Sepsis Stories
Marie O’Shea: Survived Sepsis

A few weeks earlier, I had a defibrillator/pacemaker implanted to correct a genetic heart condition. As I went about my daily business, I felt healthy and full of gratitude that my heart issue was quickly identified and remedied.  I surely did not suspect that I would be fighting for my life in less than 24 hours.

Around 9:30 p.m., I experienced epigastric distress that continued throughout the night. The pain felt exactly like the pain I experienced when I had my gall bladder removed 30 years earlier.  Finally, at 5:00 a.m. on December 9, I called my cardiologist, who recommended that I head to the ED immediately.

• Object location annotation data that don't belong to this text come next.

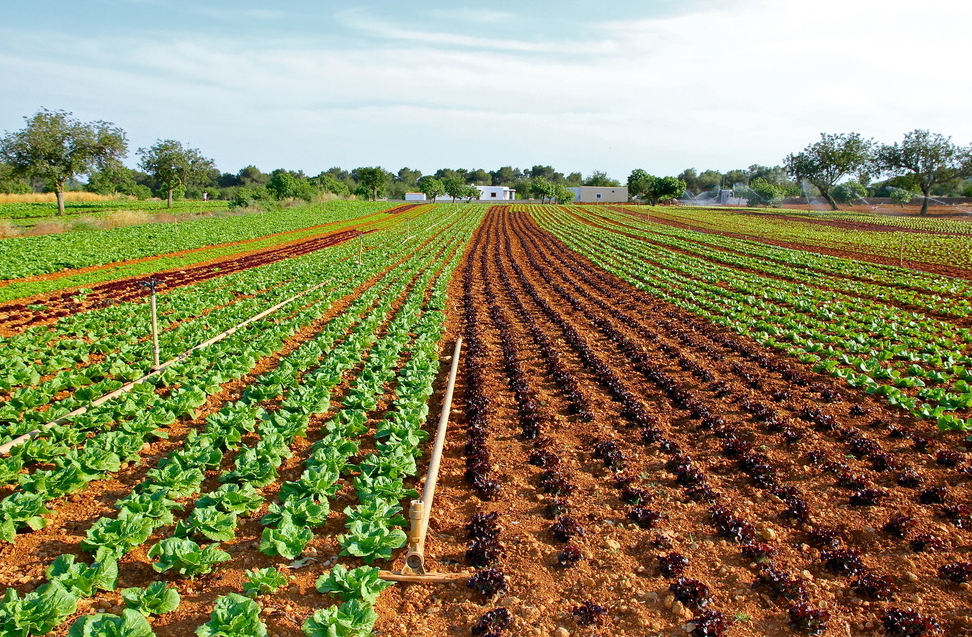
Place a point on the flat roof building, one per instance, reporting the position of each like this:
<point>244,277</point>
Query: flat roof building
<point>594,194</point>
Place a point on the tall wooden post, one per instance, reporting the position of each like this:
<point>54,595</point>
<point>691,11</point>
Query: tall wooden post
<point>152,284</point>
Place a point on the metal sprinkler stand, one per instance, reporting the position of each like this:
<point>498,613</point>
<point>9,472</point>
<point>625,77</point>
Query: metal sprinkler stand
<point>421,509</point>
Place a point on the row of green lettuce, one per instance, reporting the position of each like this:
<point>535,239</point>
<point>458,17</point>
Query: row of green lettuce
<point>44,254</point>
<point>922,247</point>
<point>928,292</point>
<point>214,515</point>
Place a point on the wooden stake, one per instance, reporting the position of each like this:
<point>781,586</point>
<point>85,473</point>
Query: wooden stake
<point>151,285</point>
<point>421,510</point>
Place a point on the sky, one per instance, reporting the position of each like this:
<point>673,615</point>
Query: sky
<point>614,85</point>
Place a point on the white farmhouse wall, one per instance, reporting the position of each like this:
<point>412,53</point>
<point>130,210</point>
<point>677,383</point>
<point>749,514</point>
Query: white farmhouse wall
<point>496,193</point>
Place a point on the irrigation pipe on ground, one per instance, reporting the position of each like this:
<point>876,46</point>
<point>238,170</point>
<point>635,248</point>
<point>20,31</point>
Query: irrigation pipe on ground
<point>16,442</point>
<point>421,510</point>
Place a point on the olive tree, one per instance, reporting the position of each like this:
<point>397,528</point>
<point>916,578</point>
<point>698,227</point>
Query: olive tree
<point>372,179</point>
<point>431,186</point>
<point>932,159</point>
<point>651,188</point>
<point>56,147</point>
<point>829,160</point>
<point>173,165</point>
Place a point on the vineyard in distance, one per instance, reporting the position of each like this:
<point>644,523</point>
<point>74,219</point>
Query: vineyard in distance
<point>666,421</point>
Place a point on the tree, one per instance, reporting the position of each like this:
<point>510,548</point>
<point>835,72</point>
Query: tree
<point>174,165</point>
<point>848,192</point>
<point>455,187</point>
<point>431,186</point>
<point>373,179</point>
<point>327,182</point>
<point>10,182</point>
<point>563,194</point>
<point>826,162</point>
<point>766,193</point>
<point>541,187</point>
<point>901,196</point>
<point>930,157</point>
<point>56,147</point>
<point>600,178</point>
<point>651,188</point>
<point>111,180</point>
<point>286,185</point>
<point>640,183</point>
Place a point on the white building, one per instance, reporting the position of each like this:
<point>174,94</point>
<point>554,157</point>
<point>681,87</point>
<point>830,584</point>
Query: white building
<point>593,194</point>
<point>494,193</point>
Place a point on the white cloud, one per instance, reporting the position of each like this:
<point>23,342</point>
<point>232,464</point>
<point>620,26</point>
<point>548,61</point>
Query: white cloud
<point>723,87</point>
<point>470,14</point>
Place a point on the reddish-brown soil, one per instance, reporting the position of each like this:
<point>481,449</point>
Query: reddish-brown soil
<point>848,225</point>
<point>551,336</point>
<point>934,268</point>
<point>17,316</point>
<point>617,226</point>
<point>22,565</point>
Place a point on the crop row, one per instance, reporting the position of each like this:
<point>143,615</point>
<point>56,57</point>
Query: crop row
<point>26,256</point>
<point>401,433</point>
<point>946,250</point>
<point>925,293</point>
<point>867,343</point>
<point>748,460</point>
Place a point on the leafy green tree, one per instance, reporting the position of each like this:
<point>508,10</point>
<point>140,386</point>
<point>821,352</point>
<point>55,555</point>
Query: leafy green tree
<point>930,157</point>
<point>902,196</point>
<point>600,178</point>
<point>455,187</point>
<point>547,172</point>
<point>174,165</point>
<point>766,193</point>
<point>287,185</point>
<point>373,179</point>
<point>327,182</point>
<point>541,187</point>
<point>56,147</point>
<point>849,191</point>
<point>829,160</point>
<point>641,184</point>
<point>691,178</point>
<point>432,187</point>
<point>111,180</point>
<point>563,194</point>
<point>652,189</point>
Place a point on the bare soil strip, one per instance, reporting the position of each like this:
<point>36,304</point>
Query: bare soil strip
<point>15,317</point>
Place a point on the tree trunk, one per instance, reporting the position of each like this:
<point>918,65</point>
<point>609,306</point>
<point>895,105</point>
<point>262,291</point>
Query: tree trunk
<point>830,199</point>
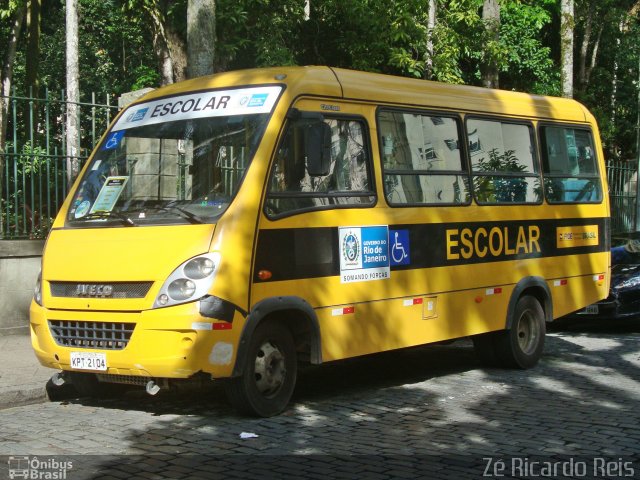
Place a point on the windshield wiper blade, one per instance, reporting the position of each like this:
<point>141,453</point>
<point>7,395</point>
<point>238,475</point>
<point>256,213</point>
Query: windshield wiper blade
<point>184,213</point>
<point>110,214</point>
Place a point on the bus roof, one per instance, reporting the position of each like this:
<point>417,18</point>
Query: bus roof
<point>388,90</point>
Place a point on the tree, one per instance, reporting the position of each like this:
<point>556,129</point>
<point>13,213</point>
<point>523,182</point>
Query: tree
<point>491,19</point>
<point>73,91</point>
<point>16,14</point>
<point>431,25</point>
<point>164,18</point>
<point>566,46</point>
<point>201,37</point>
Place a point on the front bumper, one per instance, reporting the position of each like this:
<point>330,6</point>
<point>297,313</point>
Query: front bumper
<point>172,342</point>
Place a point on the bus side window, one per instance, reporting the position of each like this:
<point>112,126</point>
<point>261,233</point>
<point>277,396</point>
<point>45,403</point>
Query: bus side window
<point>503,162</point>
<point>292,188</point>
<point>421,159</point>
<point>569,164</point>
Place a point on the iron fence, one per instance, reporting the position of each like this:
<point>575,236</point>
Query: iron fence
<point>33,162</point>
<point>622,179</point>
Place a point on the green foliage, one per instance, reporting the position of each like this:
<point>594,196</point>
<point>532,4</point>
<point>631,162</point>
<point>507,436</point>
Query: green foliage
<point>500,188</point>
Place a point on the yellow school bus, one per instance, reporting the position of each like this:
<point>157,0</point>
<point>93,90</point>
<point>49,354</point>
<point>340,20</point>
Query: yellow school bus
<point>233,226</point>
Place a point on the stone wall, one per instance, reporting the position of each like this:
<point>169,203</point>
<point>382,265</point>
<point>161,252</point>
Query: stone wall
<point>19,267</point>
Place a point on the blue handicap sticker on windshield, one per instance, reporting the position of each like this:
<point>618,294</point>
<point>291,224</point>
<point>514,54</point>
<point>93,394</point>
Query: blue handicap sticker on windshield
<point>257,100</point>
<point>113,140</point>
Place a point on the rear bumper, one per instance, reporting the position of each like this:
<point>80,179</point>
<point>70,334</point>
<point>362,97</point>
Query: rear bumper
<point>172,342</point>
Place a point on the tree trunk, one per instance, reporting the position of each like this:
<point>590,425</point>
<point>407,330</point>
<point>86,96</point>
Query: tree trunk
<point>491,19</point>
<point>6,76</point>
<point>73,91</point>
<point>33,45</point>
<point>178,52</point>
<point>566,47</point>
<point>33,59</point>
<point>584,47</point>
<point>201,35</point>
<point>431,25</point>
<point>163,57</point>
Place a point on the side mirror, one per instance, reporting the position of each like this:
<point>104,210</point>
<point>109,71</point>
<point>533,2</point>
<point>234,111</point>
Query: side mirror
<point>317,148</point>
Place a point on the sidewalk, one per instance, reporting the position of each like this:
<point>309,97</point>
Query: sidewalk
<point>22,379</point>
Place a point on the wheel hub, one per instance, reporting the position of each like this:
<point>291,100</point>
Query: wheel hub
<point>528,332</point>
<point>270,370</point>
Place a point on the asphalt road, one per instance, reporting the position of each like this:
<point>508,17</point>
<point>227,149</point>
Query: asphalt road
<point>429,412</point>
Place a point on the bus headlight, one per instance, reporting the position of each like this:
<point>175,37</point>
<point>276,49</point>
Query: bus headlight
<point>37,291</point>
<point>181,289</point>
<point>190,281</point>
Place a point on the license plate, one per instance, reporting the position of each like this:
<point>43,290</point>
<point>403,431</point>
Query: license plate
<point>591,310</point>
<point>89,361</point>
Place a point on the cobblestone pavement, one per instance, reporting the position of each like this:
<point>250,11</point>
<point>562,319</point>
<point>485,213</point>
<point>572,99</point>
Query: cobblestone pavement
<point>429,412</point>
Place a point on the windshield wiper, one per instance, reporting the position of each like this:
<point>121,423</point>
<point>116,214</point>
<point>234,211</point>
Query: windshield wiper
<point>184,213</point>
<point>110,214</point>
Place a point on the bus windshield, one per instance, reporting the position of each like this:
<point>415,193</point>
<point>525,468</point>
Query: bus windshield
<point>171,161</point>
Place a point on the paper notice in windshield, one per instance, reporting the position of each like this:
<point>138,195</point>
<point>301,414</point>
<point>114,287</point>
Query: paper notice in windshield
<point>109,194</point>
<point>215,103</point>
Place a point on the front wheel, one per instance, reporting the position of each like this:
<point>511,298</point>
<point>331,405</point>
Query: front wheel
<point>267,382</point>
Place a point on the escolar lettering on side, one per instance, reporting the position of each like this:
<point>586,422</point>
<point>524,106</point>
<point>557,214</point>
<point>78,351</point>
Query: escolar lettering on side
<point>479,242</point>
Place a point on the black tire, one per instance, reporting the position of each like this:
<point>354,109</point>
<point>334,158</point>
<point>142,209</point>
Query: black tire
<point>87,385</point>
<point>269,377</point>
<point>521,346</point>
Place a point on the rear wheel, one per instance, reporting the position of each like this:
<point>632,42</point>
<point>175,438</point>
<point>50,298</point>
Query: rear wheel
<point>267,382</point>
<point>519,347</point>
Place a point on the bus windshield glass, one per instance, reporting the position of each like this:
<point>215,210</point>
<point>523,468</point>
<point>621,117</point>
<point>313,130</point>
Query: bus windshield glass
<point>174,160</point>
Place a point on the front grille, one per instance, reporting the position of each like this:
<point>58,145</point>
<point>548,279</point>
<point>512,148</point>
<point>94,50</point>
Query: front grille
<point>101,335</point>
<point>118,289</point>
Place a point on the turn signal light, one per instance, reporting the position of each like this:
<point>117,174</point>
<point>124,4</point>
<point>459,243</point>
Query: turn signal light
<point>264,274</point>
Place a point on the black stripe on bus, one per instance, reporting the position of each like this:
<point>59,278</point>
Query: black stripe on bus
<point>301,253</point>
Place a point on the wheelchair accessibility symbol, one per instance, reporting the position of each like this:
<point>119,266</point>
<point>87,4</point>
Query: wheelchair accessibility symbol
<point>399,240</point>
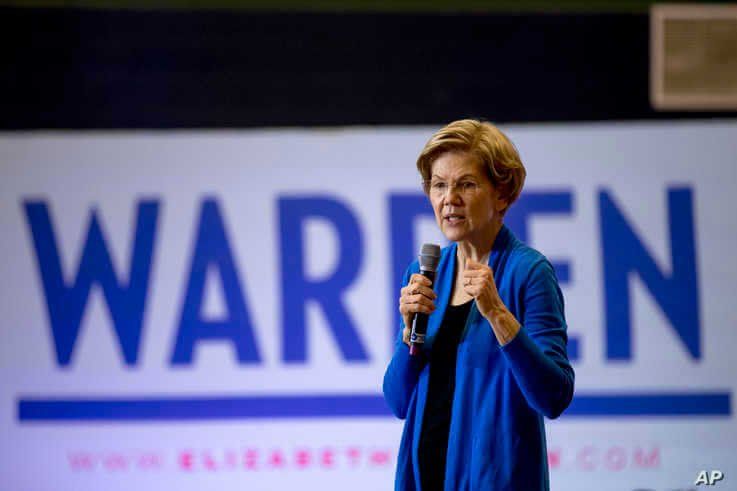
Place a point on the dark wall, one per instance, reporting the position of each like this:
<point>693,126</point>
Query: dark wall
<point>164,69</point>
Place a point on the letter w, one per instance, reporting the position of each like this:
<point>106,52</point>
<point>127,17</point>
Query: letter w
<point>66,303</point>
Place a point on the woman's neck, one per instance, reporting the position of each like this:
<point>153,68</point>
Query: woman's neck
<point>478,248</point>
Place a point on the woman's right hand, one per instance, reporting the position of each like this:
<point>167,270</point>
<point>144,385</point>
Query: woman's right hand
<point>417,296</point>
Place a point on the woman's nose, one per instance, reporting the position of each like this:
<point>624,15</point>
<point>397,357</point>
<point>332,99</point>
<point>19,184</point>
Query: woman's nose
<point>453,194</point>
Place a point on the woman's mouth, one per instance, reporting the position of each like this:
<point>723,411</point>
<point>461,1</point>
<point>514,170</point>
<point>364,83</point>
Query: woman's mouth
<point>454,218</point>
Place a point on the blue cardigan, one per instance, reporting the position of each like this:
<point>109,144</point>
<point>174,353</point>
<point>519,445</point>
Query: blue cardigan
<point>497,433</point>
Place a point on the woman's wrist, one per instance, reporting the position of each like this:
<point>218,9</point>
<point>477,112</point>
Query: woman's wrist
<point>503,323</point>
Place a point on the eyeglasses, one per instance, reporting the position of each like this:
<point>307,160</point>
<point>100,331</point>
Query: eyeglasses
<point>438,188</point>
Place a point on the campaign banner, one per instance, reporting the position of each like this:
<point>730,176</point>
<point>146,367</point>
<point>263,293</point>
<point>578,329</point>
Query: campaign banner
<point>216,309</point>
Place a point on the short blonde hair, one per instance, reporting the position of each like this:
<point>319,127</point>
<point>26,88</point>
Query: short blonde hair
<point>485,142</point>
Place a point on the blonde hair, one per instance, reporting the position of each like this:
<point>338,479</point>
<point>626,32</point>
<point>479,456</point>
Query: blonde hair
<point>485,142</point>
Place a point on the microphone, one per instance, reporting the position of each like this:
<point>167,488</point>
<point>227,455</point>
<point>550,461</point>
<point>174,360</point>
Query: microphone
<point>429,259</point>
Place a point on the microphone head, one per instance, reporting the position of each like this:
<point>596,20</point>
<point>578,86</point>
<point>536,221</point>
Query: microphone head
<point>429,257</point>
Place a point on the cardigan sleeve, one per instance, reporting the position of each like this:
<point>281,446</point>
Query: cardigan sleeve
<point>537,354</point>
<point>403,371</point>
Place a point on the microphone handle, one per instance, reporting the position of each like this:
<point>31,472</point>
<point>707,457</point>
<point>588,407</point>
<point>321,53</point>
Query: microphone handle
<point>419,323</point>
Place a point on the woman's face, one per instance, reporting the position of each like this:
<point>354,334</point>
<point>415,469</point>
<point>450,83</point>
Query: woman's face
<point>465,203</point>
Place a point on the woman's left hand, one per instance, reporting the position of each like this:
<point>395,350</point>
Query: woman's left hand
<point>478,281</point>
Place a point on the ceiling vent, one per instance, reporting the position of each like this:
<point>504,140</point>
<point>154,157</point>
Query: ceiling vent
<point>693,57</point>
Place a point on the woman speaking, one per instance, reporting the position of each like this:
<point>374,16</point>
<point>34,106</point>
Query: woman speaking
<point>494,360</point>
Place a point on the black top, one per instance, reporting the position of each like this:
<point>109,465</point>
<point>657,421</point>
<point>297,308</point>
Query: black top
<point>436,420</point>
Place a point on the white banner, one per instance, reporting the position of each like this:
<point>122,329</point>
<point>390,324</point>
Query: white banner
<point>215,309</point>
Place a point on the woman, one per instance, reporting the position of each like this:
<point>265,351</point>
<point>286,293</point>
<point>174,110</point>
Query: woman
<point>494,360</point>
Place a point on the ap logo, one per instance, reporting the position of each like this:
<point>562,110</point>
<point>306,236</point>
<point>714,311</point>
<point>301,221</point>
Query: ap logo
<point>709,478</point>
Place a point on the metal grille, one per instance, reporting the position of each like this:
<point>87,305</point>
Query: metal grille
<point>693,57</point>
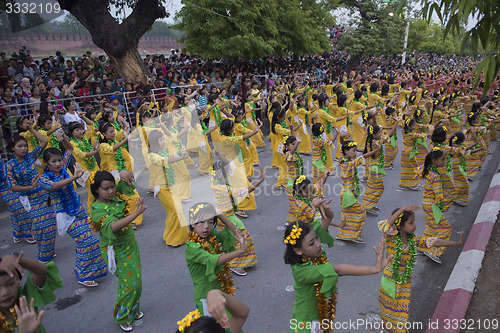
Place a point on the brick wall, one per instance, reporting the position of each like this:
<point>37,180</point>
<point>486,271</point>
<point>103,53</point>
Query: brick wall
<point>69,44</point>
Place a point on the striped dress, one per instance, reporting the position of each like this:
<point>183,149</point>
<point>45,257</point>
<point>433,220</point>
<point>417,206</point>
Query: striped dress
<point>19,217</point>
<point>460,180</point>
<point>89,264</point>
<point>396,310</point>
<point>318,145</point>
<point>434,195</point>
<point>391,147</point>
<point>446,172</point>
<point>375,182</point>
<point>292,173</point>
<point>474,161</point>
<point>41,214</point>
<point>222,195</point>
<point>409,166</point>
<point>352,213</point>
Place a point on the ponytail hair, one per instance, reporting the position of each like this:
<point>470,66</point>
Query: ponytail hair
<point>429,158</point>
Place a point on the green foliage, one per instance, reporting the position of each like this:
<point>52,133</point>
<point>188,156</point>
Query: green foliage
<point>377,32</point>
<point>253,28</point>
<point>485,35</point>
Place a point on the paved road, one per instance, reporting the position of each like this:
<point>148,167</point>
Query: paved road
<point>167,288</point>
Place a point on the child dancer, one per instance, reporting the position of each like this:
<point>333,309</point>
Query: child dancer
<point>226,198</point>
<point>402,243</point>
<point>84,155</point>
<point>208,251</point>
<point>115,159</point>
<point>38,289</point>
<point>352,214</point>
<point>111,217</point>
<point>23,177</point>
<point>163,177</point>
<point>70,212</point>
<point>375,167</point>
<point>315,279</point>
<point>409,165</point>
<point>434,201</point>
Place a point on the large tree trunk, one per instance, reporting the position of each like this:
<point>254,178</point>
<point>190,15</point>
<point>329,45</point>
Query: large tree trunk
<point>119,40</point>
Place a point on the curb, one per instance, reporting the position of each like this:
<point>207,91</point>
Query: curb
<point>454,302</point>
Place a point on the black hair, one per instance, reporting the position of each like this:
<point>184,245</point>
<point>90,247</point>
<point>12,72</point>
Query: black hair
<point>103,129</point>
<point>225,126</point>
<point>100,176</point>
<point>345,146</point>
<point>316,129</point>
<point>204,325</point>
<point>460,138</point>
<point>49,152</point>
<point>374,129</point>
<point>341,100</point>
<point>19,122</point>
<point>195,213</point>
<point>406,216</point>
<point>153,141</point>
<point>43,118</point>
<point>72,126</point>
<point>14,140</point>
<point>408,124</point>
<point>389,110</point>
<point>142,115</point>
<point>290,139</point>
<point>291,257</point>
<point>431,156</point>
<point>438,135</point>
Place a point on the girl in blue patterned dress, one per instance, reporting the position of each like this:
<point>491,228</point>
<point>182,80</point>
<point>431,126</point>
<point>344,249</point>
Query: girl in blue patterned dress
<point>23,177</point>
<point>58,184</point>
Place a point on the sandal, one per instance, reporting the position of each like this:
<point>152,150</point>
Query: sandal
<point>127,327</point>
<point>89,284</point>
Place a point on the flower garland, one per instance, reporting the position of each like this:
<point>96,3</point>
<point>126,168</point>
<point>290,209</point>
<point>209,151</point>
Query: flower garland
<point>357,190</point>
<point>54,142</point>
<point>224,275</point>
<point>406,276</point>
<point>84,145</point>
<point>328,124</point>
<point>435,169</point>
<point>326,307</point>
<point>217,115</point>
<point>168,172</point>
<point>381,158</point>
<point>299,163</point>
<point>120,160</point>
<point>70,200</point>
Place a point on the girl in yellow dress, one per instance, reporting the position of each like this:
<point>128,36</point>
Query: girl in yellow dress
<point>160,167</point>
<point>280,128</point>
<point>115,158</point>
<point>230,148</point>
<point>84,154</point>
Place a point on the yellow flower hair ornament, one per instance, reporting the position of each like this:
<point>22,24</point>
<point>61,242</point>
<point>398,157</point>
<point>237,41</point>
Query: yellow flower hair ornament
<point>188,320</point>
<point>300,179</point>
<point>352,144</point>
<point>397,223</point>
<point>293,236</point>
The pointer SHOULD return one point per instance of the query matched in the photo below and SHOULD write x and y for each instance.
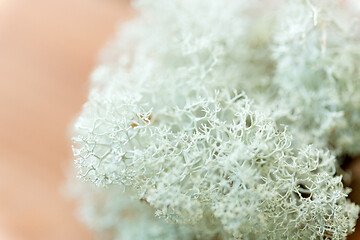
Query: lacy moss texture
(223, 119)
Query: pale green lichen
(168, 123)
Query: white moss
(167, 120)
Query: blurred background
(47, 51)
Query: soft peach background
(47, 50)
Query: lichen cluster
(223, 119)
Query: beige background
(47, 50)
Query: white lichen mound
(316, 50)
(169, 133)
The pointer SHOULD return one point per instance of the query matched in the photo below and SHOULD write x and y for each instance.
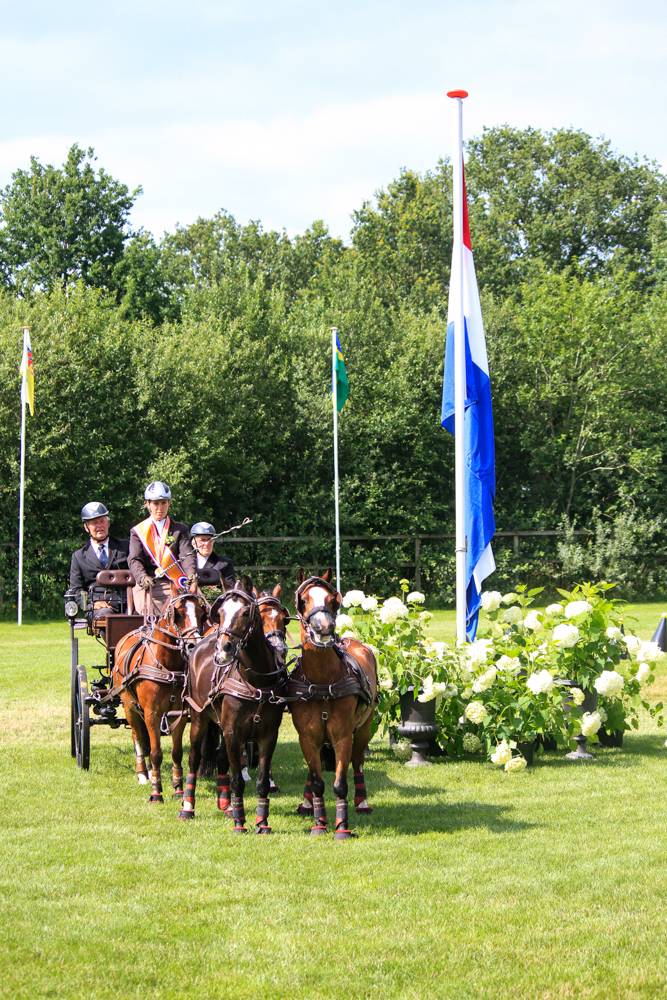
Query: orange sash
(155, 544)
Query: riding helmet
(92, 510)
(157, 491)
(202, 528)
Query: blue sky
(291, 111)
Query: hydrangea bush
(524, 678)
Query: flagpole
(21, 493)
(334, 396)
(459, 371)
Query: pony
(149, 675)
(237, 682)
(332, 695)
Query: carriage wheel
(72, 709)
(81, 713)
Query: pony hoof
(363, 807)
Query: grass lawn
(464, 882)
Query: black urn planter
(417, 725)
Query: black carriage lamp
(71, 604)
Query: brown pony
(149, 673)
(335, 687)
(236, 682)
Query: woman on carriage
(160, 552)
(213, 570)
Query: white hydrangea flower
(416, 597)
(502, 754)
(484, 682)
(643, 671)
(540, 682)
(649, 652)
(532, 621)
(609, 684)
(577, 696)
(353, 598)
(512, 664)
(590, 723)
(576, 608)
(516, 764)
(632, 643)
(566, 635)
(614, 632)
(491, 600)
(475, 712)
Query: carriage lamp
(71, 605)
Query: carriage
(90, 701)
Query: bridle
(306, 620)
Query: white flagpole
(22, 485)
(459, 371)
(334, 396)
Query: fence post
(418, 569)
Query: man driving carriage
(213, 570)
(160, 552)
(101, 551)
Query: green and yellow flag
(27, 373)
(342, 383)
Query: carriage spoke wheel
(81, 718)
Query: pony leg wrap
(188, 810)
(360, 793)
(177, 780)
(262, 816)
(238, 813)
(320, 815)
(305, 808)
(224, 800)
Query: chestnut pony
(236, 682)
(332, 697)
(149, 673)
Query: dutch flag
(480, 474)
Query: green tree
(59, 225)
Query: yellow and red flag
(155, 543)
(27, 373)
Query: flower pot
(610, 738)
(417, 725)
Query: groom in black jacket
(100, 552)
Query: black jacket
(85, 565)
(216, 571)
(141, 564)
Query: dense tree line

In the ED, I was in a cubicle that had three walls.  Each wall had a sign on it—Could this patient have sepsis?   The doctors in the ED quickly recognized that I had severe sepsis and was in septic shock.  They  started a sepsis bundle and saved my life.

It turns out that a bile duct was blocked, which caused an infection to run rampant through my body. I spent ten days in the hospital (two of those days in ICU), being pumped full of antibiotics, steroids, and fluids. My abdomen was cleaned out and a stent was placed in the bile duct to clear the blockage. The stent was removed in early January; no further signs of infection were present.

I am so blessed–the sepsis cleared with no lingering damage, except for a slight yellowing of my lenses, which makes my vision slightly fuzzy, even with corrective lenses. I am especially grateful that the infection did not spread to my heart and my newly implanted pacemaker/defibrillator.  That is the miracle wrapped in my survival miracle.

I’m beyond grateful to the ED doctors and nurses who quickly recognized what was wrong with me and took the steps that literally saved my life.

I am truly grateful to the Rory Staunton Foundation for ensuring that people like me actually have a chance to survive sepsis.

It has been said that “grief can be the garden of compassion.”  Thank you, Rory’s family, for taking your grief to benevolently work to ensure that others have the chance denied to your own darling child.  I can never thank you enough.